How can I know if my python script is running within zipapp package?

Question

I have a python script that uses the __file__ variable to take some action. This was working fine before I used zipapp since __file__ matched the actual running file.

Now I am starting to use zipapp and the logic doesn't work anymore, because __file__ is "loinc.pyz" and not "loinc.py".

Is there a way that, within my Python code, I can tell if the file is actually loinc.pyz, say, rather than loinc.py?

The only way I can see to do it now is to just try to see if __file__ + "z" exists, and if it does, assume we're using zipapp. But I'd like something more elegant.
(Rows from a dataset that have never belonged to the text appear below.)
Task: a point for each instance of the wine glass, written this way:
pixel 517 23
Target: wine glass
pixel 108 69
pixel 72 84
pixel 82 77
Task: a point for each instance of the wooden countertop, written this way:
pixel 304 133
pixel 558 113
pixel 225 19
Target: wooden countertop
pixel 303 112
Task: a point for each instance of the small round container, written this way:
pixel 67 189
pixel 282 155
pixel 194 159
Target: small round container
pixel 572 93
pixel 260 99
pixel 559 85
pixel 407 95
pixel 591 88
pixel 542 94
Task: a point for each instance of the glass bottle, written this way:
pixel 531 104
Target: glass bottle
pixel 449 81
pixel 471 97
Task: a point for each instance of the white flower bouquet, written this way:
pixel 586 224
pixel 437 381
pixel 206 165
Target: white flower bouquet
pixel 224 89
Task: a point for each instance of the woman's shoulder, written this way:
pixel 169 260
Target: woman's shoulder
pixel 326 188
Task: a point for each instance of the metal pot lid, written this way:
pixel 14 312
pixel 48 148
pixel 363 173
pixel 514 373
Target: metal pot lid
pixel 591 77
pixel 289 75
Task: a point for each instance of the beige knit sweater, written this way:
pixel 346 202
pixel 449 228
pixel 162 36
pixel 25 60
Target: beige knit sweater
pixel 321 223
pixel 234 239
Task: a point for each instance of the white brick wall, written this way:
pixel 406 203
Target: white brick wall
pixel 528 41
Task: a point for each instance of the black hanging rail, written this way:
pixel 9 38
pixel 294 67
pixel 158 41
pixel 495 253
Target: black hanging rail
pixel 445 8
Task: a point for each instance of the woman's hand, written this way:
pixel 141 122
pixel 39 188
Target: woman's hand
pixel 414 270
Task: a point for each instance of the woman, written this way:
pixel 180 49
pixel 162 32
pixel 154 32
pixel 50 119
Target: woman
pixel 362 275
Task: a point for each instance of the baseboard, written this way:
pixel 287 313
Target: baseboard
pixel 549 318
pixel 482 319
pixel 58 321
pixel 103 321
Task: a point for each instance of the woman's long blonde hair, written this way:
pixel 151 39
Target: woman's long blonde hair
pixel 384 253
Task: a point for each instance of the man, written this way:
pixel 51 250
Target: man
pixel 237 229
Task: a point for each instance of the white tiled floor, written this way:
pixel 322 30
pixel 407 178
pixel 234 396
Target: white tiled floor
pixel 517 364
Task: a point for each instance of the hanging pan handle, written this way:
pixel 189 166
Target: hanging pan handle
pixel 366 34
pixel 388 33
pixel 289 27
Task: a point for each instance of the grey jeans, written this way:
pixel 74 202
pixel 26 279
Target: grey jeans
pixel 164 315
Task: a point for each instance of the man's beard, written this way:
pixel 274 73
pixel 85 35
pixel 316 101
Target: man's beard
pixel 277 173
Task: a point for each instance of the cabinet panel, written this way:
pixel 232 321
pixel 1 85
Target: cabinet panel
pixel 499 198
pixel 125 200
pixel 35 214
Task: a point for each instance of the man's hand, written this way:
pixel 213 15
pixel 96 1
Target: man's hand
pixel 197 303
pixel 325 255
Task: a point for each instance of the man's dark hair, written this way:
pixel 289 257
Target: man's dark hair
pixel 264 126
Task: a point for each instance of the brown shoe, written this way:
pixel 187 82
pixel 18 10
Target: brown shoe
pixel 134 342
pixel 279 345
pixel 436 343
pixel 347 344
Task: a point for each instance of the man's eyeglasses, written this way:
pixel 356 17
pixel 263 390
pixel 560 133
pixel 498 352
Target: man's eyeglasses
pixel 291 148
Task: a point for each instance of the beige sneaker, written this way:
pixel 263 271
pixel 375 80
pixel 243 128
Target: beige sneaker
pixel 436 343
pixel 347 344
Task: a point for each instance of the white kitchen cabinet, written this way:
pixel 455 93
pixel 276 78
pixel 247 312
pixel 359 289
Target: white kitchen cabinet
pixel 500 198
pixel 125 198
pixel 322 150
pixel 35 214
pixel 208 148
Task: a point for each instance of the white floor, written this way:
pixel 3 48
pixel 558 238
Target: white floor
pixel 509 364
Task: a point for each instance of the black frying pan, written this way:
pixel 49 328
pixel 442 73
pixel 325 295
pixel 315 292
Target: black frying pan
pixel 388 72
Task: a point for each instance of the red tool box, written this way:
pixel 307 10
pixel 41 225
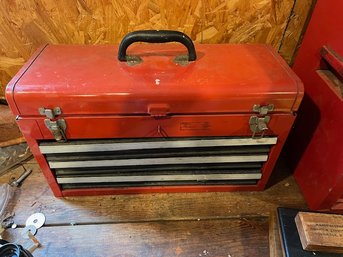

I looked at the specifications from zipapp https://docs.python.org/3/library/zipapp.html but couldn't find anything. Looked at the 8 pages of zipapp-referenced questions in Stack Overflow and nothing either.

Answer 1

Use sys.argv[0].

(Note: this example was created on a UNIX system. Command invocations on a ms-windows system will differ.)

Create a file __main__.py:

import sys

print(f"__file__ = {__file__}")
print(f"sys.argv[0] = {sys.argv[0]}")

(Zipped Python executables depend on the name __main__.py being present in the zipfile.)

Next, create a file named hdr:

#!/usr/bin/env python

Compress __main__.py:

zip -q foo __main__.py

This will create foo.zip.

Concatenate the header and the zipfile, and make the resulting file executable:

cat hdr foo.zip >foo.pyz
chmod u+x foo.pyz

Now, call __main__.py:

> python __main__.py 
__file__ = /zstorage/home/rsmith/tmp/src/__main__.py
sys.argv[0] = __main__.py

Then call foo.pyz:

> ./foo.pyz 
__file__ = /zstorage/home/rsmith/tmp/src/./foo.pyz/__main__.py
sys.argv[0] = ./foo.pyz

Note how __file__ ends with __main__.py in both cases!